For a sheaf $S$ (of abelian groups) on a manifold $X$ and each  $\varepsilon>0$ we  denote by $Z_\varepsilon$ the set of points of $X$ that lie at distance $<\varepsilon$ from $X$. Consider the sheaf $S_\varepsilon:U\mapsto S(U\cap Z_\varepsilon)$, and also the section-wise limit $S_Z=\injlim_{\varepsilon\to 0} S_\varepsilon$.
I would like to understand the functor $W: S\to S_Z$ (I do not want to describe it section-wisely). Unfortunately, $S_Z$ is only an in-sheaf; it does not have to be a sheaf (in the 'usual' sense; note that the topological space $X$ is not noetherian). In particular,  the stalk of $S_Z$ at any point $x\notin Z$ is easily seen to be $0$ (since $S_Z(U)=0$ for any $U$ such that its closure is disjoint from $Z$). On the other hand, the section $S_Z(X\setminus Z)$ does not seem to be $0$ (for example, if $S$ is constant); note that $X\setminus Z$ is not compact! See here the answer of algori to a previous version of this question (yesterday I believed that one can call $S_Z$ a sheaf).
Any hints (or references) for dealing with my $W$ would be very welcome! Note that $W$ is the limit of $i_{\varepsilon\ast}i_{\varepsilon}^\ast$. Unfortunately, the adjunctions that I wrote about previously probably do not hold (in any sense).
P.S. Some observations that do not seem to help me.


*

*My definition of $S_Z$ extends (without any changes) to presheaves.
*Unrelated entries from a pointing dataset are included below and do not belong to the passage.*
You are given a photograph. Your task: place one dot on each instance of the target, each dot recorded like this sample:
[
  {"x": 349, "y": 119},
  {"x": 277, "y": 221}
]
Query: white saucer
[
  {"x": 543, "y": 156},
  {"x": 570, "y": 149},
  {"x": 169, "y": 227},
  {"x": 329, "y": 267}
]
*$W':P\mapsto P_Z$ sends ind-sheaves to ind-sheaves.

*It seems that ind-sheaves are (exactly) sheaves for the Grothendieck topology that admits only 'finite' covers.
So, perhaps one should use (somehow) the interplay between sheaves, ind-sheaves, and presheaves (and the corresponding topologies). 
 A: Let me show that $i^{-1}$ can't have a left adjoint when $X$ is a connected topological space and $Z\neq X$ is a point. From the remark by Denis-Charles Cisinski it would follow that $i_* i^{-1}$ can't have a left adjoint either.
Suppose $Z=\{x\}$ and $i^{-1}$ had a left adjoint $J$. Then we would have $$Hom (JF,G)=Hom (F,i^{-1} G)$$ for any $F$ a sheaf on $Z$ and $G$ a sheaf on $X$. Take a non-zero sheaf $F\in Sh(Z)$, i.e. a non-zero abelian group. Note that the stalk $(JF)_x\neq 0$ (this can be seen by taking $G$ to be the constant sheaf with stalk $F$). Let us show that for any $F$ the sheaf $JF$ must be supported at $x$. Suppose there is a $y\neq x$ such that $(JF)_y\neq 0$. Then take $G=i'_* i'^{-1}JF$ where $i'$ is the inclusion $\{y\}\to X$. We have $i^{-1} G=0$, and so the right hand side of the above adjunction formula is zero. The left hand side part is non-zero since the canonical map $JF\to  i'_* i'^{-1}JF$ is non-zero.
So $JF$ must be supported on $x$. Take $G$ to be the constant sheaf with stalk $F$. This time ii is the left hand side of the formula that is zero (here we use that $X$ is connected and $Z\neq X$, so $JF=i_*i^{-1} JF$ can't map into the constant sheaf $G=\underline{F}_X$ in a non-zero way) and the right hand side that isn't.